SchematicFor a $\triangle ABC$ there exist three sides, $a, b, c$ and by using the formulas of the altitudes,I am able to find all 3 angles with the help of trigonometric identities SohCahToa. At the same time, by using three angles I'm able to find the lenghts of all triangle without the help of the Law of sine.

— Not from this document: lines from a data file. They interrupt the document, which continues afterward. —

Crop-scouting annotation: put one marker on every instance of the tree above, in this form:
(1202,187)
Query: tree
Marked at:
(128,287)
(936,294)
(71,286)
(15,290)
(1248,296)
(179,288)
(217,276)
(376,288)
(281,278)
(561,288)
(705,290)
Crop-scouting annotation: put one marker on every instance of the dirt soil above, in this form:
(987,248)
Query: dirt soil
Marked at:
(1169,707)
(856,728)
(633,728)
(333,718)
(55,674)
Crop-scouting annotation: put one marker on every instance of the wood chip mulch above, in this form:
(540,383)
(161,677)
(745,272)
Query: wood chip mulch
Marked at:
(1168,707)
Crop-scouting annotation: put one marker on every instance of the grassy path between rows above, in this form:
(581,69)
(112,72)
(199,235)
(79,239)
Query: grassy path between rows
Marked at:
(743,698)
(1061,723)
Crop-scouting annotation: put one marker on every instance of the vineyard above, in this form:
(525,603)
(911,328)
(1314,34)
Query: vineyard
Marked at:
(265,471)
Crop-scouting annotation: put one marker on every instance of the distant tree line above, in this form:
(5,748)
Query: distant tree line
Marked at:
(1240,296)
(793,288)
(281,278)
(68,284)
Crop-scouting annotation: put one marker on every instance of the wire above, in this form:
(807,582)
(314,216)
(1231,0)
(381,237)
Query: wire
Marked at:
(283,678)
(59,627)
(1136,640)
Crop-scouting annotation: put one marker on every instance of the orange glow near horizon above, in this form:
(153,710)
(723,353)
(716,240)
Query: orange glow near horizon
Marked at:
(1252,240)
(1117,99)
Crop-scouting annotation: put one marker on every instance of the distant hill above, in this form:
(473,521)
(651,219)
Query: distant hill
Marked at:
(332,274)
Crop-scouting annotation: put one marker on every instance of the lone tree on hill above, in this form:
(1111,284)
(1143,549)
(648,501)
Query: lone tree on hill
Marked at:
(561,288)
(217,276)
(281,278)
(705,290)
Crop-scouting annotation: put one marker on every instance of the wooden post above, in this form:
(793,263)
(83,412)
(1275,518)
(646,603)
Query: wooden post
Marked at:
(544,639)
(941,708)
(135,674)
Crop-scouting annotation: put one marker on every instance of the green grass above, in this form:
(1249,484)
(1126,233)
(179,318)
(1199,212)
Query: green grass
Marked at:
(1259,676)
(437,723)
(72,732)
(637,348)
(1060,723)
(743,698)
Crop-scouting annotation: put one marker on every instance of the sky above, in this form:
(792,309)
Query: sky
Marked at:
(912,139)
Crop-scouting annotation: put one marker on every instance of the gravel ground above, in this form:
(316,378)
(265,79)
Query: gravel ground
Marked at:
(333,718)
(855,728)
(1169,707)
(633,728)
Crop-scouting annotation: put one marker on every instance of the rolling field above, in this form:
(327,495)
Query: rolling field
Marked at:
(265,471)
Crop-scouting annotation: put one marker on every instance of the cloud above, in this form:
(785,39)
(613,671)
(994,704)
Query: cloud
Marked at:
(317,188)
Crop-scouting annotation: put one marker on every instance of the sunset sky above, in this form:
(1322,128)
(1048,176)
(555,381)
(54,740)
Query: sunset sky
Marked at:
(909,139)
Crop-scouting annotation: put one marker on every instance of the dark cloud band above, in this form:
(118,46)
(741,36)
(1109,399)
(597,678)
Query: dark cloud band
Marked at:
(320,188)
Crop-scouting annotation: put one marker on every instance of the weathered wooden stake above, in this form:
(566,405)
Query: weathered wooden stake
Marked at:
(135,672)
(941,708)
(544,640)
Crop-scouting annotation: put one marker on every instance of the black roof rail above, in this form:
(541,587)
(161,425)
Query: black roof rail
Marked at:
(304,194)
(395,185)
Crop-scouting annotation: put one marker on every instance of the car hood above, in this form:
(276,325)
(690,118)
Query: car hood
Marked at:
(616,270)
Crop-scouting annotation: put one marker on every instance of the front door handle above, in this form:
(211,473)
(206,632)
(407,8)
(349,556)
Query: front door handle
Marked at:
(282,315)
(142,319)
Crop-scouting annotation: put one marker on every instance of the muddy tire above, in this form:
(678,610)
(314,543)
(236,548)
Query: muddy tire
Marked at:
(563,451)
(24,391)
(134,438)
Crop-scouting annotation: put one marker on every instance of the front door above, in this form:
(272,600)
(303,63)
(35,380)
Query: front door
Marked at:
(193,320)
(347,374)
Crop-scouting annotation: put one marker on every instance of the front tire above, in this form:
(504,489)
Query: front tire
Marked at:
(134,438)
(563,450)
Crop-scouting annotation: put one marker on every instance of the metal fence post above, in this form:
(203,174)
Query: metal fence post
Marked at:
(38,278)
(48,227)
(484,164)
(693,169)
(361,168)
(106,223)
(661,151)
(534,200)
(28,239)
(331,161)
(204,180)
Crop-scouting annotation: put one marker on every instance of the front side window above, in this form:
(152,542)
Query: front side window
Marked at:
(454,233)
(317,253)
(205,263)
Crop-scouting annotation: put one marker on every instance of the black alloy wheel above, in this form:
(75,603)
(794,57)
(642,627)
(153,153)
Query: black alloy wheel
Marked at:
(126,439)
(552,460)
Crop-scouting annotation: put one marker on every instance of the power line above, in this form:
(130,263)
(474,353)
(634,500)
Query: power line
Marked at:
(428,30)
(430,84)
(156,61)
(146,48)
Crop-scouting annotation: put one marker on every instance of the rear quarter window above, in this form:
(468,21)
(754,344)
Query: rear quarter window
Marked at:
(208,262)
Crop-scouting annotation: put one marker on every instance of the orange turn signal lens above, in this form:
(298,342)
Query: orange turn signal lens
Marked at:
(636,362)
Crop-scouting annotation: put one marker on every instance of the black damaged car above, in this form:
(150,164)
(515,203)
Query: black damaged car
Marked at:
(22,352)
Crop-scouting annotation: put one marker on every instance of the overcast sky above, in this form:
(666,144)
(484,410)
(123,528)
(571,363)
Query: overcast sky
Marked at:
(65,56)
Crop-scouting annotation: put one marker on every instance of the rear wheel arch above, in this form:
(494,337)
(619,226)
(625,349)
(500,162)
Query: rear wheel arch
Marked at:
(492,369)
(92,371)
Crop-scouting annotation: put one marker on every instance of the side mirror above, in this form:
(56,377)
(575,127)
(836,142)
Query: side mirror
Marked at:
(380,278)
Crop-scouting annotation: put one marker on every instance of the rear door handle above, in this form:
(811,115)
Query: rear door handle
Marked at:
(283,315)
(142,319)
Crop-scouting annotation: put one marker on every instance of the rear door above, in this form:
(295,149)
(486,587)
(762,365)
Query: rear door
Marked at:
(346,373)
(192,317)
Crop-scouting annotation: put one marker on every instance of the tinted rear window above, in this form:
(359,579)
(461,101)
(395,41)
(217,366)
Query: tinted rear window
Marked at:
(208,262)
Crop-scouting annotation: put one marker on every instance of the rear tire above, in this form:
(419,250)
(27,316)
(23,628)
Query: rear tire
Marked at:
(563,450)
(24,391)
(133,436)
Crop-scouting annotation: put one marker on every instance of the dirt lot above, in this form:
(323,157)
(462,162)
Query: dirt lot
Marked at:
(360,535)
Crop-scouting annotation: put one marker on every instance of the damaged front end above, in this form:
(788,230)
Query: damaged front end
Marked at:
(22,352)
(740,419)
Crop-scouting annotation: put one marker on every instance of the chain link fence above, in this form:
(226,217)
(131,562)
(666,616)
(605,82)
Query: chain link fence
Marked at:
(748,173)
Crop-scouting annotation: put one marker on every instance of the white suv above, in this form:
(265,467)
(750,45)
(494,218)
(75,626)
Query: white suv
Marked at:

The following equations represent a schematic of all triangles to obtain the result needed to find 3 sides and three angles of triangles.We can use the Law of Cosine for all three to get the three angles also.
$(c\times\sin B)^2+( b\times\cos C)^2=b^2$
$(c\times\sin A)^2+(a\times\cos C)^2=a^2$
$(c\times\sin B)^2+(c\times\cos B)^2=c^2$
$(c\times\sin A)^2+(c\times\cos A)^2=c^2$
$(b\times\cos C)+(c\times\cos B)=a$
$(a\times\cos C)+(c\times\cos A)=b$
$(a\times\cos B)+(b \times\cos A)=c$
and the formula to find the altitudes for all triangles:
$h_a=\frac{\sqrt{2(a^2 b^2+a^2 c^2+b^2 c^2)-a^4-b^4-c^4}}{2a}$
$h_b=\frac{\sqrt{2(a^2 b^2+a^2 c^2+b^2 c^2)-a^4-b^4-c^4}}{2b}$
$h_c=\frac{\sqrt{2(a^2 b^2+a^2 c^2+b^2 c^2)-a^4-b^4-c^4}}{2c}$
I have three altitudes and all three sides and I'm able to find all three angles with the help of SohCahToa without the Law of cosine even though I have three sides without three angles.
$(\sin A)^2+(\sin B)^2+(\sin C)^2+(\cos A)^2+(\cos B)^2+(\cos C)^2=3$ they apply for all triangles.
And the law of sine states when one of the base of the triangle is one then:
$\frac{\sin A}{a}=\frac{\sin B}{b}=\frac{\sin C}{c}=\frac{1}{d}=$ where the reciprocal of the diameter is $\angle C$
$\frac{a}{\sin A}=\frac{b}{\sin B}=\frac{c}{\sin C}=d$ where d is the diameter
Let $\triangle ABC$ be sides $a$, $b$, and $c$. I am using that the length of the side opposite vertex $A$ is called $a$, $B$ for $b$ and $C$ for $c$.
If $\theta=\angle C$. Then the Cosine says that
$c^2=a^2+b^2-2ab\cos \theta$. Since we know $a$, $b$, and $c$, we can use the formula for all three altitudes or above formula to calculate $\cos\theta$.
We can use the Law of Cosine and the formula of three altitudes to get all six angles.